Die interdisziplinären Arbeiten im Buch Das kulturelle Leben des Kapitalismus in Jugoslawien problematisieren die verletzten Vorstellungen nicht nur des Sozialismus, sondern auch des Kapitalismus, weil sie zeigen, dass in jener Zeit verschiedene kulturelle Werte angerechnet wurden, die wir aus heutiger Sicht zweifellos mit  Praktiken kapitalistischer Formationen verbinden würden. Abgesehen von Verbraucherpraktiken, die nicht nur kein subversiver Widerstandsakt waren, sondern im erheblichen Maße auch politisch getrieben [poticane] waren – wovon unter anderem auch zeugt, dass die Parteiführung aus ökonomischen Gründen die Migration der Gastarbeiter unterstützte -   war im jugoslawischen Sozialismus einer der zentralen Imperative der Imperativ des Erfolgs, in einer etwas verengten Form eng verbunden mit dem Leben des Bestarbeiters (wie man zum Beispiel in den damals populären Versen sagt: „wohin auch immer die Leute von Skoj gehen, die ganze Erde zittert/ von der starken Arbeit, die damit beginnt“).  In diesem Sinne bilden die Vielfalt (also in der Terminologie Deleuzes und Guattaris die Vielfalt) und Heterogenität – nicht Singularität oder Homogenität, wie gewöhnlich angenommen wird – den Kern sowohl sozialistischer als auch kapitalistischer kultureller, sozialer und wirtschaftlicher Praktiken.
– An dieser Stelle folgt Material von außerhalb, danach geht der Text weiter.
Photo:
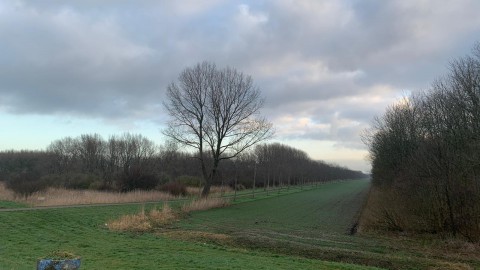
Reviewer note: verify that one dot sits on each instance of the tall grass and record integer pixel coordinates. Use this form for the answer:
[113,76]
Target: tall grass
[5,193]
[197,191]
[205,204]
[147,222]
[144,222]
[61,196]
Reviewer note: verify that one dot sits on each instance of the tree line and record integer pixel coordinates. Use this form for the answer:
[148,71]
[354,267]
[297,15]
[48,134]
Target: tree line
[131,161]
[425,154]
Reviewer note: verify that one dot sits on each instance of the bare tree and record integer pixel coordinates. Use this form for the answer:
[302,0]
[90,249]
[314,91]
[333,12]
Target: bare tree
[215,111]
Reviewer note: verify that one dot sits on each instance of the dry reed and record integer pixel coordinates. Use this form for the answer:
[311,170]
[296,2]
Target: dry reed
[61,196]
[5,193]
[142,222]
[164,217]
[197,191]
[132,223]
[205,204]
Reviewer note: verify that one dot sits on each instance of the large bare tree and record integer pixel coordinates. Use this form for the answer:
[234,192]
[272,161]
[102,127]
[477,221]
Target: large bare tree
[216,112]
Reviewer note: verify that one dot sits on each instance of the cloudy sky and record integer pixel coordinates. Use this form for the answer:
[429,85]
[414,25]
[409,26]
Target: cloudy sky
[326,68]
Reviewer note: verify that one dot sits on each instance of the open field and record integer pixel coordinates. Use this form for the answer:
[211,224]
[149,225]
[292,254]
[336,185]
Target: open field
[292,230]
[27,235]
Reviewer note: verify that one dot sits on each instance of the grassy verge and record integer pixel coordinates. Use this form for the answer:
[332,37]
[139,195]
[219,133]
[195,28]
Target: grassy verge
[316,224]
[26,236]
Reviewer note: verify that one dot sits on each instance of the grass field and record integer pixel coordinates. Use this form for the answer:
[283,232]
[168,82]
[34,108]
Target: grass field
[293,229]
[28,235]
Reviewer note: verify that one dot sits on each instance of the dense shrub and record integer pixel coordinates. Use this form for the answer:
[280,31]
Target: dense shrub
[25,183]
[425,153]
[191,181]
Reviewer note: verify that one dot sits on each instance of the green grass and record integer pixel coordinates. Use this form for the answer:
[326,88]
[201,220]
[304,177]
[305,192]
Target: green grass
[293,229]
[29,235]
[316,224]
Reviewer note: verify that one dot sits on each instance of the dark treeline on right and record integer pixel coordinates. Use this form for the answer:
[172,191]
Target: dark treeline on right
[425,154]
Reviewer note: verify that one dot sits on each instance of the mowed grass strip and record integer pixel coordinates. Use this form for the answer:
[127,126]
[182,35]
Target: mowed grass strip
[329,208]
[27,236]
[316,224]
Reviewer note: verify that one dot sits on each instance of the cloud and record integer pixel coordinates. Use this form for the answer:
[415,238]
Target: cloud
[325,67]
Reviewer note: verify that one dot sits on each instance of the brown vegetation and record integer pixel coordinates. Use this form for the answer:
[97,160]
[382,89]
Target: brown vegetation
[205,204]
[61,196]
[145,222]
[425,158]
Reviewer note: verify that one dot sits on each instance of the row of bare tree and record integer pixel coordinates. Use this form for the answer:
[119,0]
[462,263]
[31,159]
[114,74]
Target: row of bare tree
[425,155]
[130,162]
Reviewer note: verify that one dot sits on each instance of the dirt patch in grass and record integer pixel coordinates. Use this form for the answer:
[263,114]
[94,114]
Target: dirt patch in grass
[205,204]
[201,237]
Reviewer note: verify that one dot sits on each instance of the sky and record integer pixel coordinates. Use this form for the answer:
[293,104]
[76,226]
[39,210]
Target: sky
[325,68]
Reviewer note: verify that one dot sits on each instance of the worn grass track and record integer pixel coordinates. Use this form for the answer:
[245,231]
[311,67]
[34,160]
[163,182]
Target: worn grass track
[27,235]
[316,224]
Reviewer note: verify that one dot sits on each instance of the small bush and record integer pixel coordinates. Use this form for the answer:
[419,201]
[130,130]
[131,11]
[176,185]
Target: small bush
[174,188]
[142,222]
[191,181]
[160,218]
[131,223]
[25,183]
[205,204]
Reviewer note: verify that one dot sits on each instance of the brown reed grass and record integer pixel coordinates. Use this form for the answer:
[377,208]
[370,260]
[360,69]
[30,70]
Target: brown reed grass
[197,191]
[5,193]
[61,196]
[143,222]
[132,223]
[205,204]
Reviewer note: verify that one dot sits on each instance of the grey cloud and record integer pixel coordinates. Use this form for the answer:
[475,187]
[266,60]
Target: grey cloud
[113,59]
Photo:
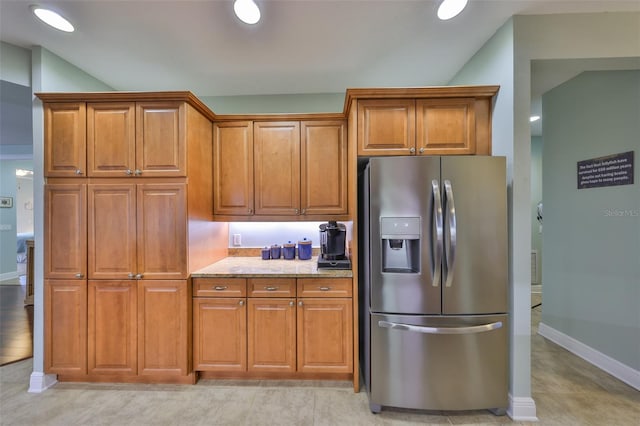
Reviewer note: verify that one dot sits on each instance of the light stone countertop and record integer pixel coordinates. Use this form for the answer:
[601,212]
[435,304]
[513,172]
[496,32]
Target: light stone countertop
[239,267]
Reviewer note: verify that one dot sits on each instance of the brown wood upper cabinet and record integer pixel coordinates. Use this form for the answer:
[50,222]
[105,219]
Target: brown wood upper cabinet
[233,168]
[65,139]
[136,139]
[280,168]
[115,139]
[137,231]
[65,231]
[438,126]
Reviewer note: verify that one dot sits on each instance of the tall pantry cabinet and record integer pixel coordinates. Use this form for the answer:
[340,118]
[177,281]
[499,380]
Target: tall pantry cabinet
[128,209]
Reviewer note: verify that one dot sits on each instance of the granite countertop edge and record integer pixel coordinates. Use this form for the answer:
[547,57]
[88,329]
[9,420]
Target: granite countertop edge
[256,267]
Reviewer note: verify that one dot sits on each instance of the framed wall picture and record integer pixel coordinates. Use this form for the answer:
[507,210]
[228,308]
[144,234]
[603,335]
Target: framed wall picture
[6,202]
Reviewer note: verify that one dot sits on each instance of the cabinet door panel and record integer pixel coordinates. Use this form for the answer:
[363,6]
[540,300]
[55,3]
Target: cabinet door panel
[111,139]
[162,231]
[65,326]
[325,336]
[386,126]
[446,126]
[65,231]
[323,167]
[219,334]
[163,327]
[112,231]
[161,147]
[65,139]
[112,331]
[233,168]
[277,168]
[271,335]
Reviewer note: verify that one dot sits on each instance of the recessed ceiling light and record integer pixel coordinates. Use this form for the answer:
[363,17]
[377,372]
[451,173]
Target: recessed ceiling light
[52,18]
[247,11]
[451,8]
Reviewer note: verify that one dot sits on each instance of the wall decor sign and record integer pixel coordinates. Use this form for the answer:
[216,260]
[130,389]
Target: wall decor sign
[6,202]
[612,170]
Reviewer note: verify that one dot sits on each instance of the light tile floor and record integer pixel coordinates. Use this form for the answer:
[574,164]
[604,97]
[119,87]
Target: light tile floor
[567,391]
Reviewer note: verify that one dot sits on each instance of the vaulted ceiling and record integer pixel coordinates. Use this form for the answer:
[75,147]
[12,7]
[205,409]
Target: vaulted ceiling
[299,46]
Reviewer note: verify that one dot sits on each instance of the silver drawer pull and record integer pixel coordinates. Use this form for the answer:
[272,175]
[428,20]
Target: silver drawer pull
[441,330]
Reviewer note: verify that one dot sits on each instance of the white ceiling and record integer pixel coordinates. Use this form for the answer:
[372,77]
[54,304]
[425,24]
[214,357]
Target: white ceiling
[300,46]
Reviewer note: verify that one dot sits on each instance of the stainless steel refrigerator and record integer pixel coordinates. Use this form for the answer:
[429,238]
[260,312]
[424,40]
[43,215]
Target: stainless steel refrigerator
[435,282]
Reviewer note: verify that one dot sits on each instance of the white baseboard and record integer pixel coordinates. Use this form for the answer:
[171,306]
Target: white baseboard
[522,409]
[40,382]
[597,358]
[9,275]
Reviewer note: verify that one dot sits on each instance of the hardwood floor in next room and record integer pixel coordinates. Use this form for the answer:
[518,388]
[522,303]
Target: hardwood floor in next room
[16,322]
[567,390]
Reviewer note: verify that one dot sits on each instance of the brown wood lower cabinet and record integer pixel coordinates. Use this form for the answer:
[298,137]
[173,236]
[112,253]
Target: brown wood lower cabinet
[325,336]
[163,329]
[65,320]
[112,327]
[272,335]
[288,328]
[219,334]
[118,330]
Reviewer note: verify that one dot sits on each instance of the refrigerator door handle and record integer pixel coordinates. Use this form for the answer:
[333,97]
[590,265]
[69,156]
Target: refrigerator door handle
[437,217]
[441,330]
[450,254]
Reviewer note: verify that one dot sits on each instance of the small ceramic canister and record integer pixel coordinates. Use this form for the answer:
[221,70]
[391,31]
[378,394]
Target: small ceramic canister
[266,253]
[275,251]
[304,249]
[289,250]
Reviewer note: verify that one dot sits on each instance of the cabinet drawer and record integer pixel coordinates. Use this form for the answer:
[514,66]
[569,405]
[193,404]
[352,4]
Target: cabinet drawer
[272,287]
[219,287]
[324,287]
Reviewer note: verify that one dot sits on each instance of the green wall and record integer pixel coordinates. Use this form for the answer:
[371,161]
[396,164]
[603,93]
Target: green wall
[8,263]
[271,104]
[536,197]
[591,260]
[49,73]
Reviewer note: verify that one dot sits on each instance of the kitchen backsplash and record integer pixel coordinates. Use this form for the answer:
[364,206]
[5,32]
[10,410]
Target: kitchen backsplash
[261,234]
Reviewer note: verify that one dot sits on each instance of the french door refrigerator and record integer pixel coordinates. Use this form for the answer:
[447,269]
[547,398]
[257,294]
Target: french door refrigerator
[435,282]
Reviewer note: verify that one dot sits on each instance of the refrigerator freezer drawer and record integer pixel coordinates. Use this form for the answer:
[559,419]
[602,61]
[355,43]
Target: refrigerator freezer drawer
[439,363]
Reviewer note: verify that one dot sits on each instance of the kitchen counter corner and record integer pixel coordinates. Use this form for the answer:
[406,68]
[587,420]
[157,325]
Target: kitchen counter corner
[248,267]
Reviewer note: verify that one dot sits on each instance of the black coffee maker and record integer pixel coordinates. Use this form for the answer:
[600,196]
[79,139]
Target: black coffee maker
[333,237]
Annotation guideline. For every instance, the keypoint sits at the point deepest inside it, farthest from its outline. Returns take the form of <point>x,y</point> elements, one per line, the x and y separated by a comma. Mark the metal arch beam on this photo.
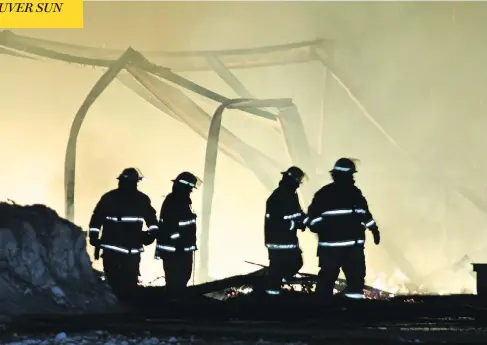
<point>227,76</point>
<point>70,159</point>
<point>291,127</point>
<point>210,166</point>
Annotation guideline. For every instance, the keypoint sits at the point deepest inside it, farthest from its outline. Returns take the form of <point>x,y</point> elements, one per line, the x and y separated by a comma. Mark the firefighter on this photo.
<point>339,214</point>
<point>119,216</point>
<point>283,218</point>
<point>176,238</point>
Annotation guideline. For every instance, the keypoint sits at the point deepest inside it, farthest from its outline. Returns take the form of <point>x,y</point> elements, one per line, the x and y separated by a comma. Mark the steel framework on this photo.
<point>149,80</point>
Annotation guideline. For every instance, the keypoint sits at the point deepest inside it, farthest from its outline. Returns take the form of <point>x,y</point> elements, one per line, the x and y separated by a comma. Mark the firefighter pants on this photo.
<point>121,271</point>
<point>283,264</point>
<point>352,262</point>
<point>178,267</point>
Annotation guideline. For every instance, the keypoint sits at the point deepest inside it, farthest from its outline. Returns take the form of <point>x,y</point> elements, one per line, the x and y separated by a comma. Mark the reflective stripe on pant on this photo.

Ebenso lohnt es sich zu betonen, dass die Untersuchung der kulturellen Praktiken, die auf dem Gebiet des Dialogs zwischen kapitalistischen und sozialistischen Werten strukturiert sind, auf besonders intrigante Art besonders die Prozesshaftigkeit und die ontologische Hybridität der Kategorien des „Ökonomischen“ und des „Kulturellen“ hervorheben. In diesem Sinne bietet das Buch „Das kulturelle Leben des Kapitalismus in Jugoslawien“ methodologisch einen analytischen Rahmen, welcher eine klare Sichtbarkeit der politischen und ökonomischen Anomalien, Abweichungen und Widersprüche in Bezug auf das, was sich eingewurzelt hatte und als Normativ angesehen wurde, ermöglicht. Es lohnt sich hervorzuheben, dass diese Anomalien, Abweichungen und Widersprüche weder den Sozialismus als politisches System dekonstruiert noch die im Sozialismus geschaffene materielle Kultur, sondern gerade im Gegenteil: sie schaffen einen fruchtbaren Boden für ihre spezifische und originale Artikulation am Schnittpunkt, das heißt an der Verkopplung [procjep] des „Sozialistischen“ und des „Kapitalistischen“.

Im Folgenden werde ich unsere Forschungen vorstellen, indem wir uns auf die drei darin enthaltenen Anhänge konzentrieren, für die Tanja Petrović und Ana Hofman; Sven Cvek und Gal Kirn verantwortlich zeichnen.  Abschließend werde ich einige wichtige Erkenntnisse aus dem Nachwort Boris Budens anführen.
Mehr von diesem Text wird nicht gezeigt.